Medicaid is the federal medical care program for poor people. Although it is a federal program, it is administered and partially funded by each of the states. Medicaid represents the fastest growing item in the state budget for Missouri, as it is for most other states, even threatening to become, according to some, "the Pac Man that ate the state budget."

At $2.4 billion in fiscal year 1995, Medicaid is the largest single item in the state budget. Recent years have seen double-digit Medicaid spending increases. Medicaid is a runaway spending program, one that threatens to devour an ever-increasing share of the state budget if some control isn't achieved. The runaway nature of this entitlement program should give us all pause as we watch the health care debate currently under way on Capitol Hill, involving, as it does, the largest entitlement of them all.

What Gov. Carnahan is seeking from the feds is a waiver, or, as he puts it, a super waiver from restrictive federal requirements. The waiver would permit Missouri budget officials to stop -- or at least slow -- this cost spiral.

At the heart of the waiver application is an attempt to steer the state's Medicaid population toward managed care, principally in the form of Health Maintenance Organizations in the urban areas. The thinking is to hold costs down by redirecting state money to preventive care instead of more expensive types of care, such as overuse of emergency rooms.

The standard benefit package would include physician-office benefits, inpatient and outpatient hospital treatment, lab and X-ray services, family planning (not including abortion, to comply with federal and state law), pharmacy, emergency transportation, durable medical equipment, podiatry, transplants, and behavioral and substance abuse.

Carnahan administration explain that under their waiver application, Missouri's Medicaid program would operate in the following manner: Currently uninsured Missourians would pay according to their ability to do so. Thus, the state would collect revenue from these people on a sliding scale basis.
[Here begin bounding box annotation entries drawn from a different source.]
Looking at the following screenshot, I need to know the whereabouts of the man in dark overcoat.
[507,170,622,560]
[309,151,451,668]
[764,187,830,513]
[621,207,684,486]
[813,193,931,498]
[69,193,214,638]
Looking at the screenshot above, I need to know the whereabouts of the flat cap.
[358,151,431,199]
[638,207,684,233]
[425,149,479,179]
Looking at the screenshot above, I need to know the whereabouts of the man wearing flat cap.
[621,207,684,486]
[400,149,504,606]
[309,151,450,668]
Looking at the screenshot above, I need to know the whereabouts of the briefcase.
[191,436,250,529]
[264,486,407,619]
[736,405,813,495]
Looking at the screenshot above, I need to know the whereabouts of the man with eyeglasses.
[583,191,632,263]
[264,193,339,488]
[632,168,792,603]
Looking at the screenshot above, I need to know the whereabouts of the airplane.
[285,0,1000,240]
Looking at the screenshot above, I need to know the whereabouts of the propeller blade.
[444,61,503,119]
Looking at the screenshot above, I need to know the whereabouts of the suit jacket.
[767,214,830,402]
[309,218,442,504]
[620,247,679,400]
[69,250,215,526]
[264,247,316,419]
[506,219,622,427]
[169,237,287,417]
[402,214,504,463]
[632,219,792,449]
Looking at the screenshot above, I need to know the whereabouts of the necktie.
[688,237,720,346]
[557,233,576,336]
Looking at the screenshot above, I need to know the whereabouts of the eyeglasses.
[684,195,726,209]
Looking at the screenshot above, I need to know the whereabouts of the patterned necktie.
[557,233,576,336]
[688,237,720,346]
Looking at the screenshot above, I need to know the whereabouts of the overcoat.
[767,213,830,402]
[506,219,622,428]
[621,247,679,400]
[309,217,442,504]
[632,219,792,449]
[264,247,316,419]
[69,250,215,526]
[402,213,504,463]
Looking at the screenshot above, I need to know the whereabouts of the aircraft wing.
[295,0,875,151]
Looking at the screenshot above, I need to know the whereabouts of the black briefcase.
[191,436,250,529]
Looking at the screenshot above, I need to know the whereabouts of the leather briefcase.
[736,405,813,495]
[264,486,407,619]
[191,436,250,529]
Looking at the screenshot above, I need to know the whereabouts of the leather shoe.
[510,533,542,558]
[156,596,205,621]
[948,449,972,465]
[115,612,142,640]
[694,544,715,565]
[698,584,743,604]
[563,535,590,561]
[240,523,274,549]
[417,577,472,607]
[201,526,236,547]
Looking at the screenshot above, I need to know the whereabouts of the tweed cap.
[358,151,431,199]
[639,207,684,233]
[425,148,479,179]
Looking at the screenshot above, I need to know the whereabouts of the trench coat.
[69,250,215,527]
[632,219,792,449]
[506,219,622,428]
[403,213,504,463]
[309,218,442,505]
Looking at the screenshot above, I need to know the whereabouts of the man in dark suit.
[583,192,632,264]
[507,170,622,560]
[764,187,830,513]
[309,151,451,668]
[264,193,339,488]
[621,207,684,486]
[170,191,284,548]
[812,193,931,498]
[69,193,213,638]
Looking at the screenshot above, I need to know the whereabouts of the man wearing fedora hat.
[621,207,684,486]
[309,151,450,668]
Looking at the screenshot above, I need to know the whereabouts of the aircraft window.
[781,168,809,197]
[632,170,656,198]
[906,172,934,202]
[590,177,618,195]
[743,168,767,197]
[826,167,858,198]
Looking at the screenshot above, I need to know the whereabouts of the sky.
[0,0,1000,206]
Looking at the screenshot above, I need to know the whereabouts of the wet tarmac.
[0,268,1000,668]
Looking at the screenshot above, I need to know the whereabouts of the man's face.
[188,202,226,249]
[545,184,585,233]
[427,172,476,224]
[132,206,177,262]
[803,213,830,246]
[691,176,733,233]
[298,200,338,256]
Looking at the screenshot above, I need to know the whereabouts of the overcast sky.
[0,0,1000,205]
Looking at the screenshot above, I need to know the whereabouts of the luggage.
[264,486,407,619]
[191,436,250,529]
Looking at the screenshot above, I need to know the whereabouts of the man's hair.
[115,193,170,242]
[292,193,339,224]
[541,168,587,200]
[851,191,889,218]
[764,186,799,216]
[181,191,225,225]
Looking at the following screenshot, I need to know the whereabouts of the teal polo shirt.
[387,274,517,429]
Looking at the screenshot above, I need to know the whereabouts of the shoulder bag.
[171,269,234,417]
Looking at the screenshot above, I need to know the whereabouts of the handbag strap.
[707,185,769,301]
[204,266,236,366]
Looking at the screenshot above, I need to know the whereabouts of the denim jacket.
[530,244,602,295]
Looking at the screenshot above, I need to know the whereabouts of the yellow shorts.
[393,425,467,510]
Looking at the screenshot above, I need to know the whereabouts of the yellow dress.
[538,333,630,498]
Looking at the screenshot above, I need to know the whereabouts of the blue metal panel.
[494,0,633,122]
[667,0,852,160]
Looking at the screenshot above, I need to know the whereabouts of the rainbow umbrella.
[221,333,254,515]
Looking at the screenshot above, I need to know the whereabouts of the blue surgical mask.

For example, we are told that an adult with an income of $14,000 would be able to buy the standard benefit package for $150 a month. The same adult could purchase coverage for a child at $70 a month. A family of four making $1,300 a month would pay about $33 in monthly premiums. The same sized family making $2,300 a month would pay a monthly premium of $325.

The Carnahan administration claims that if Missouri gets the waiver, Medicaid spending over the next five years would be $500 million below what it would otherwise be, while health coverage would be extended to 330,000 Missourians. According to Carnahan administration officials, that figure represents about 55 percent of the Missourians currently without health insurance. If they can accomplish this, it would be no mean feat. We are all Missourians, and they will have to show us.

While we aren't ready to unreservedly endorse what the Clinton and Carnahan administrations might ultimately decide on, at this point it looks as though Gov. Carnahn is pursuing an intelligent course with the waiver. Indeed, it may be the only course that makes sense, if we are to recover a sensible measure of control over runaway Medicaid costs.

A decision on whether to grant the waiver is expected some time this fall, It would be announced by Health and Human Services Secretary Donna Shalala. We await the decision of the Clinton administration.